O milagre de Karina
Karina, há muito tempo, um tempo que ela nem sabia mais qual, seriam meses ou talvez anos? Não era capaz de mensurar mas sabia que havia se perdido de si mesma, de sua verdadeira essência.
Ela não encontrava mais sua real identidade,encontrava-se apagada, sem brilho e não havia batom que realçasse, pois o que havia sumido era o brilho interno, aquele que deixa os olhos acessos e as faces coradas.
Karina andava triste. Sentia que havia doado tudo de si e recebido tão pouco, isso fez com que ela esvaziasse, pelo menos era assim que ela sentia. Uma sensação tão ruim e triste essa, a de que a vida lhe deve algo, quase uma autopiedade e isso a fazia se sentir ainda mais para baixo.
Mas decidiu que não queria mais se sentir assim, ela sabia que havia uma força dentro dela e que não era justa a forma com que se tratava. Mas por onde começar, o que fazer?
Karina decidiu começar mudando seu estilo de roupa que já há um tempo escondia demais seu corpo. Cuidou das unhas, dos cabelos, comprou um novo sapato.
Na primeira vez que saiu com seu novo visual, percebeu olhares e sorrisos amistosos e isso fez com que tivesse autoconfiança.
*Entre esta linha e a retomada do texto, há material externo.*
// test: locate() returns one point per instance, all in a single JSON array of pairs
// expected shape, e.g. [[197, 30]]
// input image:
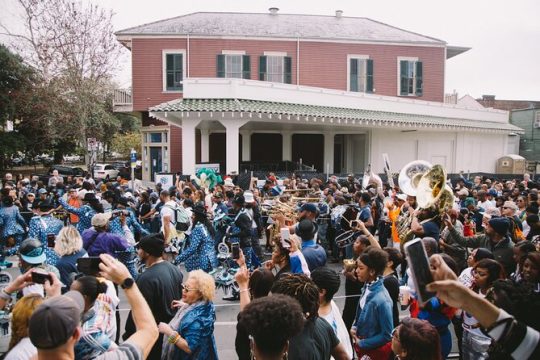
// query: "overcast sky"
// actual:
[[504, 35]]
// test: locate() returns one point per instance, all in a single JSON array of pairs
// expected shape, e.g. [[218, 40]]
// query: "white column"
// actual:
[[232, 131], [246, 145], [205, 145], [328, 152], [188, 145], [286, 145]]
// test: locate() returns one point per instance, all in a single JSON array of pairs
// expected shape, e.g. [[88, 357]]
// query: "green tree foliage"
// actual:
[[72, 46]]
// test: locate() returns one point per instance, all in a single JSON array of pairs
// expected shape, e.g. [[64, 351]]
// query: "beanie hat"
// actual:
[[500, 225]]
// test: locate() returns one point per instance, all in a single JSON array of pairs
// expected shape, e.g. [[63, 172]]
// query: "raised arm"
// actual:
[[147, 333]]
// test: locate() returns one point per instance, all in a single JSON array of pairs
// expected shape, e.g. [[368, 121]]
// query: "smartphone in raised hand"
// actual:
[[89, 265], [235, 251], [285, 238], [420, 271]]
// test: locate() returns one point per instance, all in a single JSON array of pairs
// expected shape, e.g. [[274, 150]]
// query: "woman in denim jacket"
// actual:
[[372, 329]]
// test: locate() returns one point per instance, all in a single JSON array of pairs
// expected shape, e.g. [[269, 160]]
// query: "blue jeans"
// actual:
[[475, 346]]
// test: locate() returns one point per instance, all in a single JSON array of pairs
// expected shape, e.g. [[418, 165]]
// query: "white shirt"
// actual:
[[336, 321]]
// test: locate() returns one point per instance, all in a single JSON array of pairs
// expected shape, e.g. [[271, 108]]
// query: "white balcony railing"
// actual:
[[122, 100], [122, 97]]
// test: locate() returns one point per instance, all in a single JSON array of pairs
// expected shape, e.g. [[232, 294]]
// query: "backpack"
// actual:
[[181, 218]]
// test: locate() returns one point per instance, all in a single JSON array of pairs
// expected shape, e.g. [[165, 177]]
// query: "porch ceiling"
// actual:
[[315, 115]]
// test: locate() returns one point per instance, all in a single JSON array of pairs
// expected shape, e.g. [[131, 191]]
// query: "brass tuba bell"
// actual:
[[432, 190], [410, 175], [370, 178]]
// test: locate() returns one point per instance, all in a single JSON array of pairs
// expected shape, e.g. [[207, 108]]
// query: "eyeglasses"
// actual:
[[188, 289]]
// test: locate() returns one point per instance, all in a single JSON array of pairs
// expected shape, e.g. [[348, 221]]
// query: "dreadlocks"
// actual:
[[301, 288]]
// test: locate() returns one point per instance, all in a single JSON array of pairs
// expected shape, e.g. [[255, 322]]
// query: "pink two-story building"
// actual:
[[333, 92]]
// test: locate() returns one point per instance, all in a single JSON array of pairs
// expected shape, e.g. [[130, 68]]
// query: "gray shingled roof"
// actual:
[[280, 26], [328, 112]]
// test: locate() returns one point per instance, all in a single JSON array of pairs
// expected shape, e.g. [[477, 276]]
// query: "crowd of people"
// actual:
[[281, 239]]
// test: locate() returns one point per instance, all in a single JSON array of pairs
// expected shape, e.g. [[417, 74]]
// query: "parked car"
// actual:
[[72, 158], [119, 165], [105, 171]]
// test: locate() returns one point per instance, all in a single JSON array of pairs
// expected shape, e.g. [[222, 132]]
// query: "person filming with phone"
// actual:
[[46, 228], [372, 328]]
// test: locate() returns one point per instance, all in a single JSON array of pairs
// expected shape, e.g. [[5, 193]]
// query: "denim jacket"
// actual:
[[374, 323], [197, 328]]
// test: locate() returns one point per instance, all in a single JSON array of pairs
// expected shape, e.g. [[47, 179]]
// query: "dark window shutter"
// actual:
[[220, 65], [180, 71], [174, 72], [369, 75], [170, 62], [262, 68], [403, 67], [353, 75], [246, 67], [419, 81], [287, 64]]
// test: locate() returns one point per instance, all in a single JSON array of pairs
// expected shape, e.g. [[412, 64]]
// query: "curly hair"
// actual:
[[20, 317], [494, 268], [205, 283], [419, 339], [272, 321], [301, 288], [519, 300], [68, 241], [374, 259], [326, 279], [394, 255]]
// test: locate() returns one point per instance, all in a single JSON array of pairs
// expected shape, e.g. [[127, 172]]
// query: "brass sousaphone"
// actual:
[[432, 191]]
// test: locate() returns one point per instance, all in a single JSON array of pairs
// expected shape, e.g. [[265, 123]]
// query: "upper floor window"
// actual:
[[173, 70], [360, 73], [275, 67], [410, 77], [233, 65]]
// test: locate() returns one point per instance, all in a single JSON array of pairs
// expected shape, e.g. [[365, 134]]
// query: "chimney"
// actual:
[[273, 10]]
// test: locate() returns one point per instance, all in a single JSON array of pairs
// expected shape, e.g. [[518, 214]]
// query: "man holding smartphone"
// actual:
[[45, 228], [160, 284], [32, 256]]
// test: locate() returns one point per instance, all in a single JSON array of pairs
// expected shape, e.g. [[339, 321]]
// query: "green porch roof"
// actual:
[[328, 112]]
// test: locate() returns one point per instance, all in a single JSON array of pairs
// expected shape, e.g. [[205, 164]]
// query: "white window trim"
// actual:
[[275, 53], [233, 52], [349, 57], [537, 119], [282, 55], [164, 67], [147, 145], [404, 58]]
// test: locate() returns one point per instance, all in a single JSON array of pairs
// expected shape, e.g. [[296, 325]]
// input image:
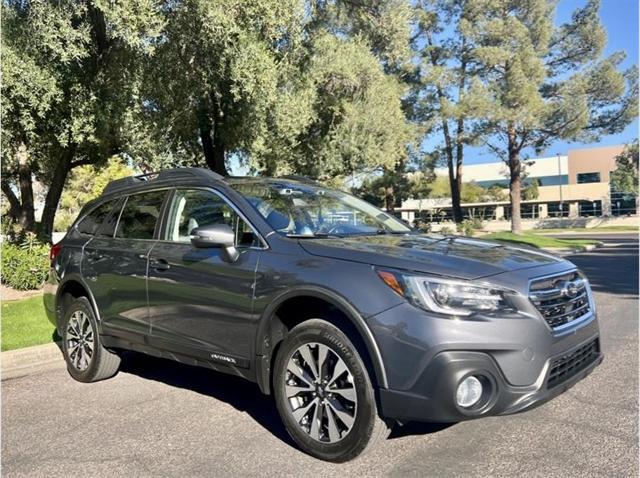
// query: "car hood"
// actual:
[[452, 256]]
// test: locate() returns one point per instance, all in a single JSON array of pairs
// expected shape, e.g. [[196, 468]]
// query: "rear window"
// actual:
[[140, 215], [92, 221]]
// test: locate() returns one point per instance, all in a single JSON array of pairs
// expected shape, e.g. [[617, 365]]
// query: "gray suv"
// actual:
[[350, 318]]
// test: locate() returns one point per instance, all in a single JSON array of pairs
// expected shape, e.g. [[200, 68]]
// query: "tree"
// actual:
[[542, 83], [70, 70], [279, 90], [496, 193], [84, 184], [530, 190], [625, 178], [444, 89]]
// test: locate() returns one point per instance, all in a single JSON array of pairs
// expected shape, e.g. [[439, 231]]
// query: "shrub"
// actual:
[[24, 268]]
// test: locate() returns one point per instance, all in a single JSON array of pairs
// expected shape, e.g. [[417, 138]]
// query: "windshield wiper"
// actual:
[[315, 235]]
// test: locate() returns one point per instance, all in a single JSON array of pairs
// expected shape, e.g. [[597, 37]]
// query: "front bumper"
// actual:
[[448, 368]]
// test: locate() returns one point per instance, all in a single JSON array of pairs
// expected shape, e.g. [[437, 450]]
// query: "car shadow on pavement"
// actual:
[[241, 394], [418, 428], [613, 270]]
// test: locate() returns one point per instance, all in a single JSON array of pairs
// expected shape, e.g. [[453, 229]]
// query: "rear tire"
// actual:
[[87, 360], [324, 394]]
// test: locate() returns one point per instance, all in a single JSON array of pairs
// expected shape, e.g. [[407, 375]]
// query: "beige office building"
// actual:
[[573, 185]]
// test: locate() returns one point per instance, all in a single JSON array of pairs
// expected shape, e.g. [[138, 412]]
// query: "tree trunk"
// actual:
[[454, 184], [25, 182], [14, 202], [211, 136], [455, 175], [389, 199], [455, 198], [515, 183], [53, 195]]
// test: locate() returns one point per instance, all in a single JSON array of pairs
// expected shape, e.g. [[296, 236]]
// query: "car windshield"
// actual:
[[309, 210]]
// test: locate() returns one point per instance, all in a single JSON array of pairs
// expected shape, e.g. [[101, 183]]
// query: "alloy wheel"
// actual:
[[80, 340], [321, 392]]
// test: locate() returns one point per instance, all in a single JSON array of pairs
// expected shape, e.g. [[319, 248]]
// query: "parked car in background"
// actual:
[[350, 318]]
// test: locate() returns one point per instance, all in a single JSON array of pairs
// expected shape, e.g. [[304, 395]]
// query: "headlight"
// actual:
[[446, 296]]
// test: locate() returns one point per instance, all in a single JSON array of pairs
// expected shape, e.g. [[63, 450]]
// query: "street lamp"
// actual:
[[560, 184]]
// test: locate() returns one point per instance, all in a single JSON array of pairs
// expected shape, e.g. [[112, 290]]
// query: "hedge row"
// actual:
[[24, 268]]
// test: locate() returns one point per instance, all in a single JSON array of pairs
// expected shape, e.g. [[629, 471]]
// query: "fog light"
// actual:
[[469, 392]]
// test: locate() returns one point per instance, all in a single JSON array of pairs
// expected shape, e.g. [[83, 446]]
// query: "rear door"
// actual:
[[201, 305], [115, 265]]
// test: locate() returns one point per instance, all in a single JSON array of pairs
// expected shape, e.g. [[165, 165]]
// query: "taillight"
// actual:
[[55, 250]]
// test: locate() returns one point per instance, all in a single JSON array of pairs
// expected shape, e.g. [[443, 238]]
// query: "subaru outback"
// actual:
[[351, 319]]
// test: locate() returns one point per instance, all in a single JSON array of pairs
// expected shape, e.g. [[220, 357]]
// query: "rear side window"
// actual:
[[92, 221], [140, 215]]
Mas ao longo do dia, no trabalho e com as pessoas próximas de seu convívio percebeu que os olhares não eram mais de admiração, o mesmo que percebia com os desconhecidos.
Ao chegar no escritório a primeira coisa que ouviu é que era para ter cuidado ao andar com aquele salto, pois ela não estava acostumada e podia se machucar. Falaram que suas unhas ainda estavam curtas demais para pintar e que as roupas coloridas não combinavam muito com ela. Que não adiantava nada uma roupa mais chamativa se ela continuava se encolhendo muito. Falaram também que ela estava acima do peso e era melhor que voltasse a vestir o preto, porque essa cor disfarçava mais.
Apesar de toda tristeza por todas as críticas que ouviu ao longo do dia, Karina reuniu um fiapo de esperança quando a dona Margarete da limpeza fez uma brincadeira e disse que o marido dela com certeza ficaria feliz ao vê-la assim. Para Karina, somente um elogio dele já mudaria seu dia. Antes de ir embora do escritório passou a última vez no banheiro, deu um sorriso bobo para o espelho e arriscou passar um batom vermelho.
Pegou sua bolsa, bateu ponto, viu as últimas caras fechadas do dia dando tchau entre os dentes, sabia que no outro dia encararia tudo de novo, mas nada mais importava agora. Ela só queria chegar em casa e mostrar ao seu marido a novidade, pois ela havia se arrumado quando ele já tinha ido para o trabalho.
Abriu a porta com o coração a mil, com os olhos quase marejados de tanta emoção que pulsava naquele momento. Ao chegar na sala ele estava deitado no chão com a cabeça encostada no sofá, e não fez menção de levantar a cabeça para vê-la. Ela pediu então que ele olhasse. Ao vê-la disparou com deboche:
- o que é isso, virou palhaçada agora?
Seus olhos que antes reluziam de emoção, estavam prestes a desaguar em choro sem fim. Mas ela sabia que não podia fazer isso, não na frente dele. Reuniu o pouco de forças que ainda tinha para chegar ao banheiro antes que a primeira lágrima rolasse. Quando já estava debaixo do chuveiro e a água salgada que transbordava dos seus olhos e misturava-se com espuma e a água que caia, ouviu de longe ele gritar:
amor, o que vai ter pra janta? Estou com fome!
Algo dentro dela gritou, basta!
A mudança externa feita no dia, era apenas um dos passos que devia dar. Ela sabia que o principal seria fazer as pazes com si mesma e que ela precisava se amar novamente, tanto, que fosse inadmissível alguém trata-la assim.
Lembrou que enquanto voltava para casa, ouviu uma música que tocava no modo aleatório da sua playlist e que dizia que "a cada milágrimas sai um milagre." E ela já havia perdido as contas de quantas milágrimas havia chorado.
Saiu do box, se arrumou como há muito também não fazia para ficar em casa, penteou os cabelos, passou um creme pelo seu corpo, lavou o rosto, colocou uma bela roupa para dormir. Quando abriu a porta estava perfumada e com os olhos tão acessos que seu marido espantou-se e ficou a encarando de uma forma que há muito tempo não fazia.
Ele estava espantado, confuso, admirado.
Ela decidida, renovada e forte.
Ele ainda não sabia, mas o milagre de Karina estava prestes a acontecer.
* o trecho da música citada é Milágrimas de Itamar Assumpção.